I guess this is inevitable at huge companies. Nobody cares about the actual person you’re hiring, it’s just another position to fill. Of course there will be fakes of all kinds.
It’s not that, it’s that they are incredibly sophisticated in their techniques. I just had to sit through 90 minutes of training about how to spot fake applicants.
I don’t get why companies can’t solve this problem entirely by just flying out applicants for in-person interviews towards the end of the hiring process. Or hell, maybe only even ask the candidate to fly out for a visit after they’ve already accepted the job offer. Just one minimal and relatively cheap step to confirm the remote worker you’re hiring is who they claim to be. For the cost of a flight, a night or two in a hotel, and some meal vouchers, you can verify someone’s identity. Sure, maybe not for freelance work. But for any well paid technical field? This is a trivial expense.
I wonder how much it would cost to hire an actor for that. You know they would find ways around them.
So what did you learn?
Yeah capitalism says: but cheaper worker ok
This is not some kind of facewashing?
No
What is facewashing?
When you lick your paw and then you rub it on your face.
You should try it sometime.
Oh, I’ve seen our sysadmins do that …
It is about the only way we have enough time to wash ourselves.
deleted by creator
deleted by creator
Isn’t this an example of them taking it pretty seriously?
Right? I never heard of tracking employee’s keystroke latency before. Pretty genius.
How do they even?? They can’t know the difference in time between the humans key input and the computer’s receipt of it, since they can’t possibly know the exact millisecond the human input was made…?

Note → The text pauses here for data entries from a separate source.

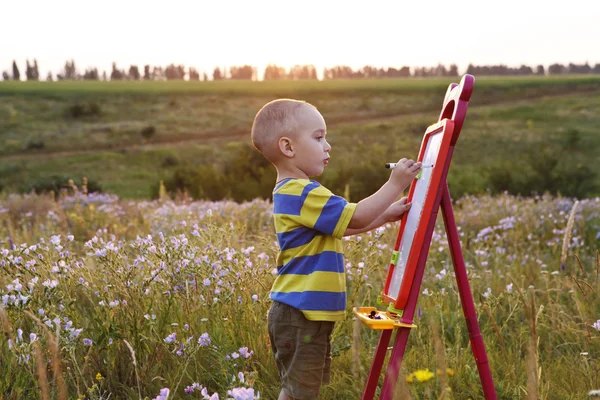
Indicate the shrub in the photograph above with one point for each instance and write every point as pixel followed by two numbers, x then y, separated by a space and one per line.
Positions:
pixel 170 161
pixel 79 110
pixel 148 132
pixel 35 145
pixel 54 183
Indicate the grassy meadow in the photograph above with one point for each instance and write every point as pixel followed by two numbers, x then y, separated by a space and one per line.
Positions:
pixel 121 294
pixel 520 133
pixel 108 298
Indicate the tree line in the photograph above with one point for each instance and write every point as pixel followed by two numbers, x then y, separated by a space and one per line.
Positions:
pixel 276 72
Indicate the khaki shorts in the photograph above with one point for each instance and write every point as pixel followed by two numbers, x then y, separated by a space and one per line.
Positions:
pixel 302 350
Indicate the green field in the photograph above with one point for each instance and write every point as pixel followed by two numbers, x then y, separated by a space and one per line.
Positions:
pixel 144 281
pixel 518 131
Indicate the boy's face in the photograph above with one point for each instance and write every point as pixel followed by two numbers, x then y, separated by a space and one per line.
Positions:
pixel 310 146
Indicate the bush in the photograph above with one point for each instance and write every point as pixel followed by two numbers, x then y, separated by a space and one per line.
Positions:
pixel 54 183
pixel 79 110
pixel 170 161
pixel 35 145
pixel 148 132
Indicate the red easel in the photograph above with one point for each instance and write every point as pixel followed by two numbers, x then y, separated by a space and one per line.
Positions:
pixel 451 118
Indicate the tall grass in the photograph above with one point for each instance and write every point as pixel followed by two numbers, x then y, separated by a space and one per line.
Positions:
pixel 125 298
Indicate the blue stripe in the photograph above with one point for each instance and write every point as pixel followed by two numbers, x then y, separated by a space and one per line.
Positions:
pixel 297 237
pixel 327 261
pixel 289 204
pixel 280 184
pixel 330 215
pixel 312 300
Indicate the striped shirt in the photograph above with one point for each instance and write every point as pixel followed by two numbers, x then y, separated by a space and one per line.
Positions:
pixel 310 222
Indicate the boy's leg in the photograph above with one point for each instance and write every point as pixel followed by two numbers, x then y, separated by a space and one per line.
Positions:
pixel 284 396
pixel 302 351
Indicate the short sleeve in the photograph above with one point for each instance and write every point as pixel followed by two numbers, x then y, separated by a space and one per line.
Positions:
pixel 326 212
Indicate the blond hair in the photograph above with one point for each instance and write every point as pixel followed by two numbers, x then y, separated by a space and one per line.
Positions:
pixel 273 121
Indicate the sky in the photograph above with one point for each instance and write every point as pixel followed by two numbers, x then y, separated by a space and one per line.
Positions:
pixel 205 34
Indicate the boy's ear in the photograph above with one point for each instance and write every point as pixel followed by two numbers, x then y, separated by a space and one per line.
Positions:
pixel 286 147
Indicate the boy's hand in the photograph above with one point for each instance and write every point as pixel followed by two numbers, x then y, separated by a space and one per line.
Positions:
pixel 406 170
pixel 396 210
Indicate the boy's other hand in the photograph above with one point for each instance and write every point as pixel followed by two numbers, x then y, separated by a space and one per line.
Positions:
pixel 396 210
pixel 406 170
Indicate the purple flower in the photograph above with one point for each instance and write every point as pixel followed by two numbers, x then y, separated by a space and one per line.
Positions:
pixel 242 394
pixel 171 338
pixel 164 394
pixel 204 340
pixel 245 353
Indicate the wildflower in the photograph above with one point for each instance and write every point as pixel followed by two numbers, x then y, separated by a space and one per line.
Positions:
pixel 245 353
pixel 204 339
pixel 423 375
pixel 242 394
pixel 163 395
pixel 171 338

The reported article really sounds like a misreading of a more technical document
If you’re on an ssh connection to a server, they can probably track the keystroke latency and average out over time. All network packets have timestamps, so you can know the latency of each one. If it’s consistently high, that’s unlikely to be a fluke or temporary network slowness.
Tcp/ip packets don’t have timestamps. They wouldn’t be reliable even if they did. And they certainly wouldn’t be “millisecond accurate”.

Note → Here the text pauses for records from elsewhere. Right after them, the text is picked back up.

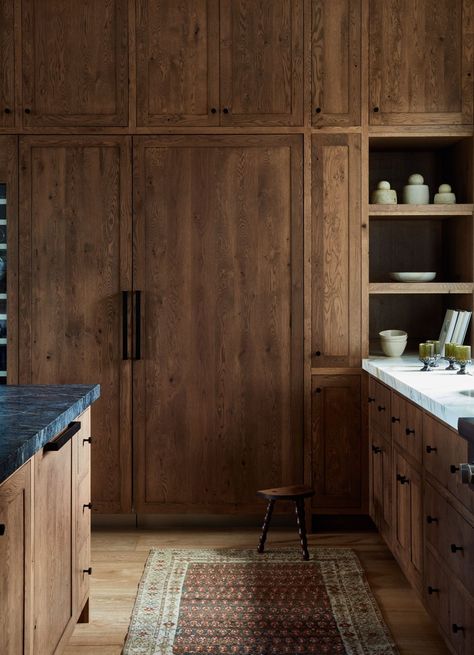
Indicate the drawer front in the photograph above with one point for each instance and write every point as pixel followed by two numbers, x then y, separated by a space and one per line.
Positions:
pixel 443 451
pixel 407 426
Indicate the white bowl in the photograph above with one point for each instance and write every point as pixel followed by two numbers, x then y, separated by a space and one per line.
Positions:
pixel 410 276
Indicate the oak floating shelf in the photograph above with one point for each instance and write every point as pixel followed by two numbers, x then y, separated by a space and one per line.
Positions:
pixel 465 209
pixel 421 287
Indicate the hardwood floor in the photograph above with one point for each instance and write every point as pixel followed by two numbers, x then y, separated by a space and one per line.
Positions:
pixel 118 557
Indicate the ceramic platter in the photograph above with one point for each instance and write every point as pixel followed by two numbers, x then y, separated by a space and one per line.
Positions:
pixel 413 276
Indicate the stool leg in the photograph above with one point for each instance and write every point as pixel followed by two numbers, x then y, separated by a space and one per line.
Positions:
pixel 300 519
pixel 266 525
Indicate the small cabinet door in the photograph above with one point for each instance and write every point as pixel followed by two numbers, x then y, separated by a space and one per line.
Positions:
pixel 420 62
pixel 177 62
pixel 15 563
pixel 337 448
pixel 336 251
pixel 7 65
pixel 261 62
pixel 335 62
pixel 75 63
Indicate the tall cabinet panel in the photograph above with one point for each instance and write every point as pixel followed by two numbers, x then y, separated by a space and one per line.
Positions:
pixel 75 63
pixel 261 62
pixel 218 391
pixel 421 62
pixel 177 62
pixel 336 62
pixel 75 234
pixel 336 250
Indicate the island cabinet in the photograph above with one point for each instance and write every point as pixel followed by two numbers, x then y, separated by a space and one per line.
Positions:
pixel 420 62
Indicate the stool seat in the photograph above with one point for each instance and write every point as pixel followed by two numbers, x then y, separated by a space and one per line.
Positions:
pixel 297 493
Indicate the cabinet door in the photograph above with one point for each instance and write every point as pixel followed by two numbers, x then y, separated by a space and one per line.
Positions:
pixel 54 506
pixel 335 62
pixel 75 232
pixel 337 449
pixel 177 62
pixel 336 251
pixel 261 63
pixel 7 67
pixel 218 391
pixel 420 62
pixel 15 563
pixel 75 63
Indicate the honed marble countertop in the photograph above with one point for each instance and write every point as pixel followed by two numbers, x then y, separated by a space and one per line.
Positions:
pixel 31 415
pixel 444 394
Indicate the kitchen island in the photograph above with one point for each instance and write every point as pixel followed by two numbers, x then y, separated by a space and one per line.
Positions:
pixel 45 506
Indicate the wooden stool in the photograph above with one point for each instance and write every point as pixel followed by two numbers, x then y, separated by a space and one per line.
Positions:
pixel 297 493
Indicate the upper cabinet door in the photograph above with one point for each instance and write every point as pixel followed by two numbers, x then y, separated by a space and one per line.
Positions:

But apparently they remotely used a laptop located in the US, so from there it should’ve been fine, no? Unless it was simply used as a proxy.
Vdi tracks round trip latency but 100ms isn’t that far.

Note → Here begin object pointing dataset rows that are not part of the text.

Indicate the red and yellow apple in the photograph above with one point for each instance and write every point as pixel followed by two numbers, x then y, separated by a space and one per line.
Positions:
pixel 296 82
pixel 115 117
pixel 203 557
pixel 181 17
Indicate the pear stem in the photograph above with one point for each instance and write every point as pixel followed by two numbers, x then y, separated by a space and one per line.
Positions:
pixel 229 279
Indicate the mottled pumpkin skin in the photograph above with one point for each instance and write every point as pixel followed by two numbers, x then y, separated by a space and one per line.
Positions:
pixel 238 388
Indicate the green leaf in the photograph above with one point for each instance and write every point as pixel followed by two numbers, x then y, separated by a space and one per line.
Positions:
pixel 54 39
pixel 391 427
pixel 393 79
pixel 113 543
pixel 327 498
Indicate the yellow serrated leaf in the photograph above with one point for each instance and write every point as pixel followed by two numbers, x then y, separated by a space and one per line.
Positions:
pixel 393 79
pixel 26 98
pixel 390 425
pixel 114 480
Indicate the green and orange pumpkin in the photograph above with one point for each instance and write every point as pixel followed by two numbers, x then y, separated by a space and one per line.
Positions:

I bet they didn’t use keystroke latency but that’s what they said they used. They probably used drone reconnaissance.
Yeah 100ms is like coast-to-coast US
Light in fiberoptic travels at about 0.66c, or about 124,000 mi/sec. Data on copper actually has an advantage here, travelling at 0.99c, but it’s not sustainable for long distance.
100ms being 1/10th of a second would be 12,400 miles.
The earth is about 24,000 miles at the equator.
At most, 100ms one-diredtional would be literally halfway around the world.
Of course, I have 60ms packet latency to my office 45 miles away as the crow flies. So maybe packet latency isn’t the best way to tell.
Cool.
They had the drone follow the fibre cable all the way to NK
Average response from entering a line and starting the next. There’s a delay while the information is sent, and before they start typing the next line.
Hopefully someone can share the original paywalled Bloomberg article, maybe it goes into more detail
Reader mode worked for me: https://www.bloomberg.com/news/newsletters/2025-12-17/amazon-caught-north-korean-it-worker-by-tracing-keystroke-data
But if you need the archive link: https://archive.ph/p4AcP
It’s actually common for micromanaging to have software that tracks this. I believe Microsoft Teams has something similar managers can use to track “productivity”. Someone probably just compiled all of it and clicked sort, then saw some Asian name at the top and that’s what raised the red flag.